Of course, the FMF hopes moving the magazine to Los Angeles will help to restore one of the movement's central symbols. While there's still no defined plan for the shape of the magazine to come--they don't even know who will be editing it--Smeal stresses that local access to celebrities will make the magazine more visible. After all, the FMF joined Mavis Leno (wife of Jay) to gain attention for the Taliban's abuse of women long before September 11. "This is standard in organizing in a popular-culture-saturated nation," says Martha Burke, chairwoman of the National Council of Women's Organizations. "It's really this simple: It's the difference between me calling an editor or booker and saying 'Gee, I'd like to be on TV' and Mavis Leno doing it. She'll get on, and I won't."
A central part of the mission is to raise the profile of feminism in the wider culture in order to influence politics. "The whole point is to get real stories into mainstream media," says Leslie Calman, executive vice president at the NOW Legal Defense and Education Fund, whose Women's E-news service was created to get women's news out to the mainstream press. Many activists and feminist writers are quick to point out that mainstream women's magazines contribute a great deal to the reporting and dissemination of these stories. Jessica Neuwirth, who chairs the board of the international women's rights organization Equality Now, applauds Marie Claire's coverage, and says Equality Now has gained numerous new members through stories they've read in the fashion-friendly glossy. "I don't think it's that grim of a picture," concurs Cynthia Cooper, a freelancer who writes about women's issues. "Oprah is a feminist, and her editors are feminists, and people are actually reading her magazine." But still, she says, "we need writers and publishers who will continue to do what Ms. does. That's a critical function of Ms. They find those stories and get them out there."

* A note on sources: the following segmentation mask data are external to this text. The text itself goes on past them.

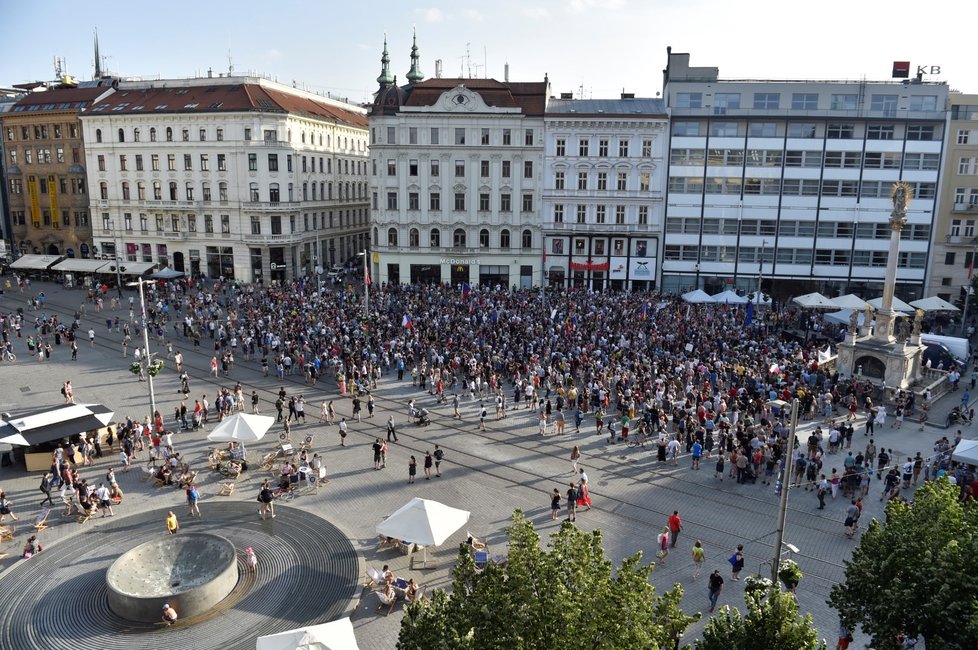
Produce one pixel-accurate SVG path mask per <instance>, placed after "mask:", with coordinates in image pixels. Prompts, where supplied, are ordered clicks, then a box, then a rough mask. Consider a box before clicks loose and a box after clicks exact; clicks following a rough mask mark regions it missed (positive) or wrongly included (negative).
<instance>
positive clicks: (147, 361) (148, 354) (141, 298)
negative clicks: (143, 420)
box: [127, 278, 156, 426]
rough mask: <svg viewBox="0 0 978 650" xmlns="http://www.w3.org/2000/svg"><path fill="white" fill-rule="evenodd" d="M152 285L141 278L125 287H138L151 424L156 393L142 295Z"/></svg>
mask: <svg viewBox="0 0 978 650" xmlns="http://www.w3.org/2000/svg"><path fill="white" fill-rule="evenodd" d="M152 283H153V280H144V279H142V278H140V279H138V280H136V281H135V282H129V283H127V286H130V287H135V286H138V287H139V309H140V310H141V313H142V327H143V345H144V346H145V354H144V355H143V361H142V363H143V364H144V367H145V369H146V381H147V382H148V383H149V408H150V411H149V421H150V422H151V423H152V422H153V421H154V418H155V417H156V393H155V392H154V391H153V375H151V374H150V373H149V367H150V365H152V361H153V355H152V353H150V351H149V328H148V327H147V323H146V296H145V294H144V293H143V285H144V284H152ZM151 426H152V425H151Z"/></svg>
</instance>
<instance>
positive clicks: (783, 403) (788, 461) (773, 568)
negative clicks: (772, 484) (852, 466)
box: [768, 397, 799, 584]
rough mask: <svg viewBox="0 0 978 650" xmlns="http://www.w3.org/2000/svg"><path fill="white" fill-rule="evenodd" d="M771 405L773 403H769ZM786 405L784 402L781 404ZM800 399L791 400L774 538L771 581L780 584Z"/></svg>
mask: <svg viewBox="0 0 978 650" xmlns="http://www.w3.org/2000/svg"><path fill="white" fill-rule="evenodd" d="M768 404H771V402H768ZM779 404H784V402H779ZM798 404H799V402H798V398H797V397H796V398H794V399H793V400H791V426H790V428H789V430H788V446H787V448H786V449H785V451H784V471H782V472H781V477H782V478H781V500H780V503H779V505H778V528H777V531H776V533H775V536H774V559H773V560H772V564H773V566H772V567H771V581H772V582H773V583H774V584H777V582H778V569H779V568H780V565H781V546H782V545H783V544H784V524H785V520H786V519H787V516H788V489H789V486H790V485H791V466H792V465H793V464H794V459H793V458H792V455H793V454H794V451H795V431H796V429H797V428H798Z"/></svg>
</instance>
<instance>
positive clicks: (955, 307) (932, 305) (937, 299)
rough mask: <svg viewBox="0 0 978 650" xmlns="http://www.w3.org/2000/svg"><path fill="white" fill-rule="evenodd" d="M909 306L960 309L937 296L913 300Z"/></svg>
mask: <svg viewBox="0 0 978 650" xmlns="http://www.w3.org/2000/svg"><path fill="white" fill-rule="evenodd" d="M910 306H911V307H916V308H917V309H923V310H924V311H961V310H960V309H958V308H957V307H955V306H954V305H952V304H951V303H949V302H948V301H946V300H944V299H943V298H938V297H937V296H931V297H930V298H921V299H920V300H914V301H913V302H912V303H910Z"/></svg>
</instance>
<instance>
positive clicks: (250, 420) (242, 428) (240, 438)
mask: <svg viewBox="0 0 978 650" xmlns="http://www.w3.org/2000/svg"><path fill="white" fill-rule="evenodd" d="M273 424H275V418H273V417H272V416H270V415H252V414H251V413H235V414H234V415H232V416H230V417H226V418H224V419H223V420H221V423H220V424H218V425H217V426H216V427H214V430H213V431H211V432H210V433H209V434H207V439H208V440H210V441H211V442H228V441H231V440H233V441H234V442H240V443H241V447H242V448H244V443H246V442H256V441H258V440H261V439H262V438H263V437H264V436H265V434H266V433H267V432H268V430H269V429H271V428H272V425H273Z"/></svg>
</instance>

Smeal says Ms. will now place a greater focus on international issues. "This situation in Afghanistan is an obvious doorway into reinvigorating things," says Neuwirth. Some critics, on the other hand, doubt anti-Taliban outrage will stir up the masses within our own borders. "As for the Taliban 'saving' feminism, forget it," says Willis. "We can only save ourselves, I'm afraid." But will we save ourselves? As "postfeminism" becomes more a buzzword than feminism itself (and "grassroots" a mere relic of vocabulary), perhaps in this next phase the magazine will become a bridge connecting the public with politics, putting the movement back in feminism. Ms.'s latest reincarnation may finally be the right survival strategy for the magazine--but let's hope it will be a survival that really matters.